EL-VELİYY (C.C.)



“Dost ve yardım edici.”

Kul için Allah'tan daha güzel dost, daha güzel vekil, daha güzel yardımcı var mıdır?

Elbette yoktur.

Allah sevdiği kullarının dostudur.

O'nun dostluğu yaratıkların dostluğuna da benzemez.

O dostlarını aziz eder, düşmanlarını da zelil eder.

Hazreti İbrahim'in başına dostluk tacını koyduğu gibi, Nemrutları da kahra uğratmıştır.
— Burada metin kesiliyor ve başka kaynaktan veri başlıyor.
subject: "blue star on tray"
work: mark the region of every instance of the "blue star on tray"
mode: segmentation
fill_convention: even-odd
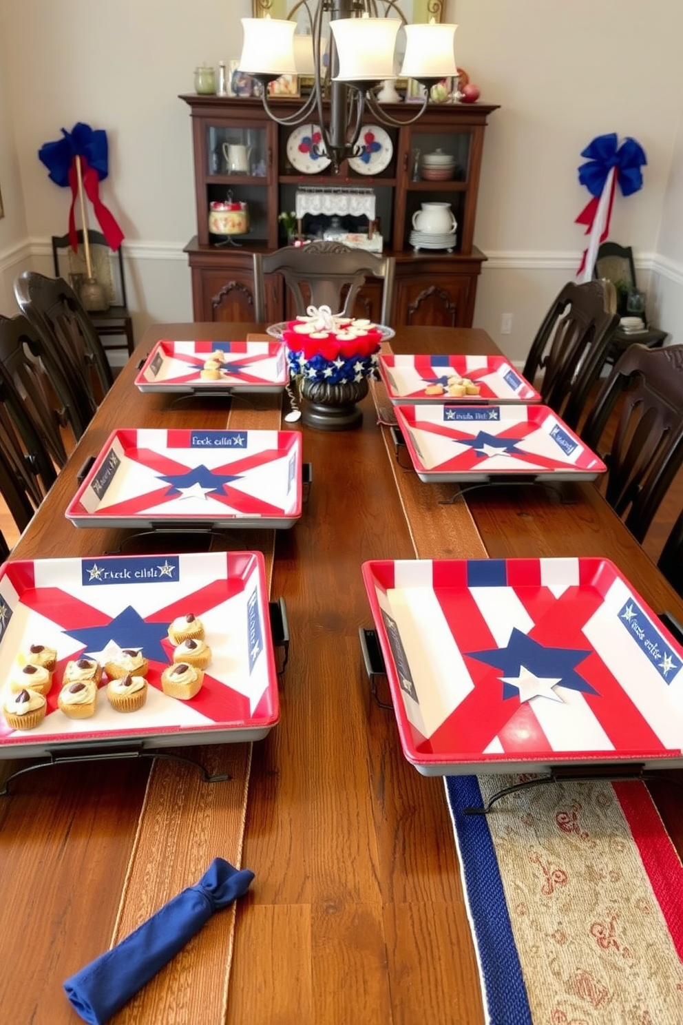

Âlemde O'nun dostları, insanlar arasında, yıldızlar arasındaki ay mesabesindedirler.

Allah Teâlâ onlara yardım eder, gönüllerini ma'rifetinin nuru ile doldurur, dünya onları ağına düşüremez, şeytan onların yolunu vu­ramaz.

Allah dostları, bir başka dost tanımaz ve aramazlar.

Ve onların hiç kimseden korkusu olmaz.

Onlar ahirette de korku ve hüzün yüzü görmezler.

Ve Allahü Teâlâ ferman ediyor:

“Biliniz ki, Allah'ın velileri (dostları) için hiçbir korku yoktur ve onlar mahzun da olmayacaklardır.” Yunus: 62.

Adamın biri bir gün, Mümşâd Dîneverî Hazretlerinin huzuruna geldi, derdi, tasası vardı:

“Ey âlem şeyhi, dedi, bana duâ et!” Şeyh Hazretleri yanağına tombul bir gülücük kondu­rup dedi ki:

“Ey kardeş! Git Allah'ın mahallesine yerleş, o za­man benim duama ihtiyacın kalmaz.”

Adam hayretle bir nida koyverdi:

“Allah'ın mahallesi de neresi?”

Şanlı velî:

“Senin, dedi, senlikten soyulduğun, Hakk ile kâim olduğunu anladığın yerdir! Yani Allah dostluğuna gönül açtığında her iş tamamdır.”

Bilirsiniz ki, sevenler sevdiklerinin ismini dillerinden düşürmezler.

Maşuk Allahü Teâlâ olunca, âşık O'nsuz du­rabilir mi?

Ve O'nun yoluna canla başla koyulmaz mı?

Kur'an-ı Kerimin beyaniyle, “Vallâhü veliyyü'l-mü'mi-nîn = Allah mü'minlerin dostudur.”

Sevilmeye ve dostluğu kazanılmaya en lâyık olan da elbet O'dur.

Ey can âleminin kuşu!

Ben sana ne diyeyim?

Sen ka­nadını dost yolunda vur ve ondan başka dost arama...

Bir gün, bir adam, sultan velilerden Sırrı Sakatî (k.s.)'nin

kapısına geldi ve kapıyı güm güm çaldı.

Sırrı Hazretleri sordu:

“Kimdir o?”

Kapıdaki adam cevap verdi:

“Aşığın birisi!”

Ay yüzlü mânâ pîri yaman bir âh etti de dedi ki:

“Vay anan öle! Git adam işine! Eğer gerçekten âşık olsaydın, benim kapımda ne işin vardı...

Âşık olan hep rabbi ile ülfet eder.

Ve rabbinin emrinde olur.”

Sonra ellerini Allah'ın hacet kapısında açıp hıçkırdı:

“Ya Rabbi, Ya rabbi! Bu kişiyi hep kendin ile meşgul et ki başkaları ile sohbete mecal bulamasın!”

Kapıdaki adam birden değirmen taşları gibi döndü, döndü.

Ve gönlüne feyiz ırmaklarının aktığını gördü ve bundan sonra mest bir halde gezdi...

Bunlarla herkes boy ölçüşemez, fakat herkesin yapabi­leceği bir şey vardır. Mustafa Necati Bursalı, Esma-i Hüsna Şerhi, Erhan Yayınları: 214-216.